Secuestro para financiar a la guerrilla
La JEP determinó que uno de los patrones más extendidos de las Farc fue el secuestro con fines de financiación. Esta práctica, que se remonta a los años ochenta, se consolidó como política nacional de la organización y alcanzó un incremento dramático en la década de 1990.
El objetivo era claro: obtener recursos económicos a través del pago por la libertad de los secuestrados, sin que existiera un límite definido en cuanto al tipo de víctimas seleccionadas. Aunque en su discurso interno la guerrilla hablaba de dirigir los plagios contra “el gran capital monopolista y latifundista”, “en la práctica esta política careció de límites en cuanto al tipo de víctima seleccionada”, señaló el tribunal.
El análisis del tribunal evidenció que la ejecución de esta política recaía en los comandantes de frente, quienes decidieron “qué víctima secuestrar, cómo tratarla, quién la custodiaba, cómo negociar su liberación y cuál sería el desenlace del cautiverio”.

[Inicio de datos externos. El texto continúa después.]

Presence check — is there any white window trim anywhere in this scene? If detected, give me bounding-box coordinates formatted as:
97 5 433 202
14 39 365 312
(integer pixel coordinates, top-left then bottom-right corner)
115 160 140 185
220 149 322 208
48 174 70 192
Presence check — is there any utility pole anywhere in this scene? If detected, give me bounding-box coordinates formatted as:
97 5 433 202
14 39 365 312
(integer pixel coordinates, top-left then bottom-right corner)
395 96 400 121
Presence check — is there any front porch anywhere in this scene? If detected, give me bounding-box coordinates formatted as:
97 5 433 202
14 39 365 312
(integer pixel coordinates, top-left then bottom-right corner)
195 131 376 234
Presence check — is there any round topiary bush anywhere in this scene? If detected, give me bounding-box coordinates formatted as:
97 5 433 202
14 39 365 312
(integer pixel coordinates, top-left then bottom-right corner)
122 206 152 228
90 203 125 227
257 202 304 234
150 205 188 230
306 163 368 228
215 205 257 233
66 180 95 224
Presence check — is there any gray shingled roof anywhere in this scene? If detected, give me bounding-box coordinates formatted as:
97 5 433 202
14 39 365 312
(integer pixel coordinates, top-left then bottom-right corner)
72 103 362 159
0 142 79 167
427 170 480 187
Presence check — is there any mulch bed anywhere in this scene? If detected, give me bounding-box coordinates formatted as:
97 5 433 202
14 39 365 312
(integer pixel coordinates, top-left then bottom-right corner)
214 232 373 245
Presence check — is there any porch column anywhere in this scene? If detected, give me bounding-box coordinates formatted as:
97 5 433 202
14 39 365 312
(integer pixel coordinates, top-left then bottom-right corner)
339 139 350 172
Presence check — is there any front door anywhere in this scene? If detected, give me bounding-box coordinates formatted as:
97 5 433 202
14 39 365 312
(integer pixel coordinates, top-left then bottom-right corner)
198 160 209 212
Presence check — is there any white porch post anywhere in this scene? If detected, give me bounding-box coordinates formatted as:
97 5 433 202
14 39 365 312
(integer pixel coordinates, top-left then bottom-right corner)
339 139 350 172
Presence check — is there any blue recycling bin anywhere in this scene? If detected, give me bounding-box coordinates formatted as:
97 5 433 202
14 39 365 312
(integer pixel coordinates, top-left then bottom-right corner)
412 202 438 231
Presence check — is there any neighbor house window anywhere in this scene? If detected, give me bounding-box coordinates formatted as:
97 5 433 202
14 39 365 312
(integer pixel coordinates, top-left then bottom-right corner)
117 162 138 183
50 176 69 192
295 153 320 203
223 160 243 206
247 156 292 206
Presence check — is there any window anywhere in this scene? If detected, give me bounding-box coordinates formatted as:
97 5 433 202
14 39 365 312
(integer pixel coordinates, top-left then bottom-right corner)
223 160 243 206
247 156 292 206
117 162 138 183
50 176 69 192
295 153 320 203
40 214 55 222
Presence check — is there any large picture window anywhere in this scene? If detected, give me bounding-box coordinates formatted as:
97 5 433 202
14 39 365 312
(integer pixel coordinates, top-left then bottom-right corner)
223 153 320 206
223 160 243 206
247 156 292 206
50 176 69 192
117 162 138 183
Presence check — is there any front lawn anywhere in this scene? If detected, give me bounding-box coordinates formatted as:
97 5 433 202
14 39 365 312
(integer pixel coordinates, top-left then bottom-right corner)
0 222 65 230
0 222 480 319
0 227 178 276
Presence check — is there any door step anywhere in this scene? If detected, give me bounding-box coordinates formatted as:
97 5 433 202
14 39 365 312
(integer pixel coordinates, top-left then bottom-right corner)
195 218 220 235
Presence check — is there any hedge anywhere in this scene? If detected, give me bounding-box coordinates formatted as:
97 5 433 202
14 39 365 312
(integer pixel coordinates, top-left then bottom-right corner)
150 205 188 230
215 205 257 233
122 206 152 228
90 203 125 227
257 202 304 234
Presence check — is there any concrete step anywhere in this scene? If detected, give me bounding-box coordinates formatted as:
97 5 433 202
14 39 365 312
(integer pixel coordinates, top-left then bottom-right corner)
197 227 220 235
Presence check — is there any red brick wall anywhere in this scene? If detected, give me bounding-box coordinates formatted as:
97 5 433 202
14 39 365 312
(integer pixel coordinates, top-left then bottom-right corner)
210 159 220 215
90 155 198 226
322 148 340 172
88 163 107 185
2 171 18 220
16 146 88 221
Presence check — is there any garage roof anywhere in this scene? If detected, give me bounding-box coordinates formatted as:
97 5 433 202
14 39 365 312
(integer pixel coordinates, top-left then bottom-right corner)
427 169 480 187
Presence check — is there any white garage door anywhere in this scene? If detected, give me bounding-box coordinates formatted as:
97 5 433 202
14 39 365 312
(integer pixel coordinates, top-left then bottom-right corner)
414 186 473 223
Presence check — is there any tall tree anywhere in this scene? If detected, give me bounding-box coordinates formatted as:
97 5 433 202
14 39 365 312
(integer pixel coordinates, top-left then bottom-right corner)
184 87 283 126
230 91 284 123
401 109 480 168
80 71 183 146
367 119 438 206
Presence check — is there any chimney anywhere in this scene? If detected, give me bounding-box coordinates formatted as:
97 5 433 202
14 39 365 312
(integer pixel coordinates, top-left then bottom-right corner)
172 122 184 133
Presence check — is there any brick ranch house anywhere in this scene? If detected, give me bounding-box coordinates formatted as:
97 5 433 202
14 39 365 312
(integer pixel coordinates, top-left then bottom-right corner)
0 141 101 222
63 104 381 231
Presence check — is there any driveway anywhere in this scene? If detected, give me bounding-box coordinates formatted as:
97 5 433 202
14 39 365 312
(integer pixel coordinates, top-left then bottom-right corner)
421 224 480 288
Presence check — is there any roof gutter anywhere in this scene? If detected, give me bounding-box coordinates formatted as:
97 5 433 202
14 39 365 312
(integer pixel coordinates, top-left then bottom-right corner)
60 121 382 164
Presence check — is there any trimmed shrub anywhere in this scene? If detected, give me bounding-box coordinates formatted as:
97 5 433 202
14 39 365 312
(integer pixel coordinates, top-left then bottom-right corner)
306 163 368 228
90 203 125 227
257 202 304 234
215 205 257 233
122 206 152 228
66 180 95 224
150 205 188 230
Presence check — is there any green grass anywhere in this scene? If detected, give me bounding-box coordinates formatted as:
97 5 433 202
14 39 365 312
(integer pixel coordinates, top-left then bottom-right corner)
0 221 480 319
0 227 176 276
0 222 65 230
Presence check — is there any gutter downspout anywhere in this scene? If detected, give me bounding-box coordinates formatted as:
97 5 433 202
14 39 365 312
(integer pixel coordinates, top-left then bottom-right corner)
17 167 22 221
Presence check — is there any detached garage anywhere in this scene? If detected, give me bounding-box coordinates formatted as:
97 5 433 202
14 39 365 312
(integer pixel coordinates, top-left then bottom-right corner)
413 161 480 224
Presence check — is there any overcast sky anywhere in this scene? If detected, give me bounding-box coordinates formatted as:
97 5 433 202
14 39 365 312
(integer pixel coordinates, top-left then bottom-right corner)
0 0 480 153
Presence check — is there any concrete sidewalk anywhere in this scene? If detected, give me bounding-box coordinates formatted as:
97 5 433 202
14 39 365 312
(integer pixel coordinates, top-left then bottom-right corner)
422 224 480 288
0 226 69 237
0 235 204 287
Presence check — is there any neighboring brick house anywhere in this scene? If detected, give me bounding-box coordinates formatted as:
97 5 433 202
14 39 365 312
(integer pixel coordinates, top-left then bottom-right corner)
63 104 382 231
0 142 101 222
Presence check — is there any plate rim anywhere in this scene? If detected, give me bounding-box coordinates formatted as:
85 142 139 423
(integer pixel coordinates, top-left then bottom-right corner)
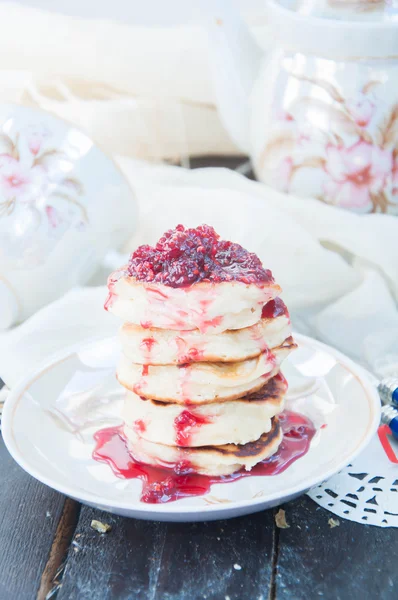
2 333 381 520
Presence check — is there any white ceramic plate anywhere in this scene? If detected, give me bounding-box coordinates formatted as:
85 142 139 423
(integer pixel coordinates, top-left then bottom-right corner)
2 335 380 521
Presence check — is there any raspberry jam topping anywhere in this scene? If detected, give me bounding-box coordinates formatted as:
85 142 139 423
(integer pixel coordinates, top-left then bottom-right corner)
127 225 273 288
261 298 289 319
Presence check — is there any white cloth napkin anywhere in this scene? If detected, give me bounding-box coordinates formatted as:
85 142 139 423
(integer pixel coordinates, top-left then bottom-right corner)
0 157 398 387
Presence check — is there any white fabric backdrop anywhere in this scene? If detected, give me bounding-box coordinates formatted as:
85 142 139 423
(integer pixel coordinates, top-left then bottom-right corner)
0 157 398 386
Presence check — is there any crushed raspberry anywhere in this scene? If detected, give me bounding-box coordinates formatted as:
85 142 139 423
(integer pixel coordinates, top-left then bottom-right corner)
127 225 273 287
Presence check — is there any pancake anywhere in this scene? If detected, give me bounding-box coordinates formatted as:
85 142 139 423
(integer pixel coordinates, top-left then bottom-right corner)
119 299 291 365
105 270 281 333
122 375 287 447
117 337 296 405
124 417 283 476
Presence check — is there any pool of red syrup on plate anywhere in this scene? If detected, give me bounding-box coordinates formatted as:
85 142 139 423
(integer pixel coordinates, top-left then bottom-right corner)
93 411 316 504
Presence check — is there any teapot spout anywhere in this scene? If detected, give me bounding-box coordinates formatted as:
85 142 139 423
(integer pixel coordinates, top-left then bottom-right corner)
202 0 262 154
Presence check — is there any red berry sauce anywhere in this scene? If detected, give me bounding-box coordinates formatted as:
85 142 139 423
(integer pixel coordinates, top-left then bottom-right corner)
93 411 316 504
127 225 274 288
174 410 211 446
261 298 289 319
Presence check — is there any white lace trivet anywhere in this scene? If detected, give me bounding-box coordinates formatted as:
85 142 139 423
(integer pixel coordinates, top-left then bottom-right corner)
308 435 398 527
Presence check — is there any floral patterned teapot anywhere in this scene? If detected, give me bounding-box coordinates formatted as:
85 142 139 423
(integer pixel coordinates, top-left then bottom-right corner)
209 0 398 214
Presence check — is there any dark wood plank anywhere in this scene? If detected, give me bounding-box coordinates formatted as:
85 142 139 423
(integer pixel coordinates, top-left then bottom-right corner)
57 507 273 600
0 438 69 600
275 496 398 600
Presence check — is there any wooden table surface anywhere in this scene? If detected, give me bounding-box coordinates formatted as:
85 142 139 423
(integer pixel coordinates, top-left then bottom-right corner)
0 159 398 600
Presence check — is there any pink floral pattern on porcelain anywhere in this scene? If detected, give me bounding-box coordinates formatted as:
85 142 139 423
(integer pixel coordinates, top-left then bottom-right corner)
257 78 398 212
324 140 392 208
0 127 88 229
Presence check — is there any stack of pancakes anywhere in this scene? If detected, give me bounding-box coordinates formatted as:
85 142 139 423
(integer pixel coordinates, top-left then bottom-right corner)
106 223 295 476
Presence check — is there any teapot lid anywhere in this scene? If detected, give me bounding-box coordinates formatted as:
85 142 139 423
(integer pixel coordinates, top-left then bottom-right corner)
278 0 398 23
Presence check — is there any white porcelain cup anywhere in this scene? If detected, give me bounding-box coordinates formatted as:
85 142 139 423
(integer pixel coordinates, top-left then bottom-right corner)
0 105 137 329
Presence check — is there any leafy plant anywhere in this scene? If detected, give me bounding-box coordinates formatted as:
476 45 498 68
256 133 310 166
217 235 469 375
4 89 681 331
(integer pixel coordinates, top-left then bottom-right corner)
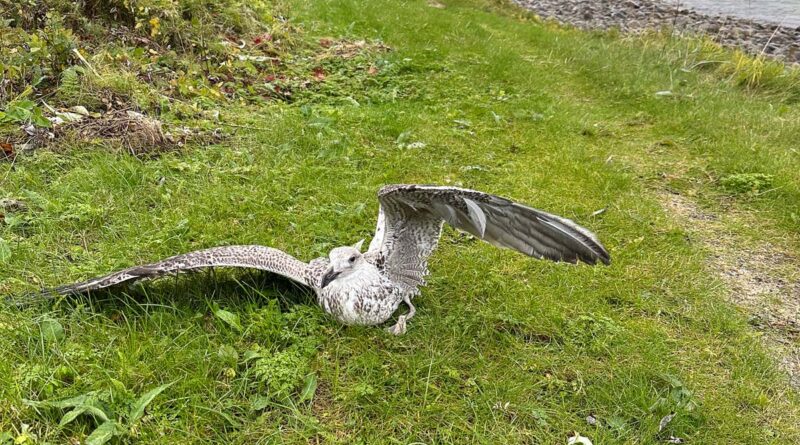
25 382 175 445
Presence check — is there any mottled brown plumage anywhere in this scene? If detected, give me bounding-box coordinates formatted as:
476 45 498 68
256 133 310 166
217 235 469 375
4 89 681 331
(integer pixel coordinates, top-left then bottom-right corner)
15 185 610 334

La dirección nacional, es decir, el secretariado y los Estados Mayores de Bloque, fijaron las cuotas de dinero que cada frente debía recaudar para financiar la guerra, “sin prestar atención a la forma específica en que se realizaban los plagios y extorsiones para lograrlo”. De este modo, la práctica, relató la JEP, convirtió “a los seres humanos ‘en cosas’ cuyo valor no radicaba en su dignidad, sino en su valor de intercambio monetario para la organización armada”.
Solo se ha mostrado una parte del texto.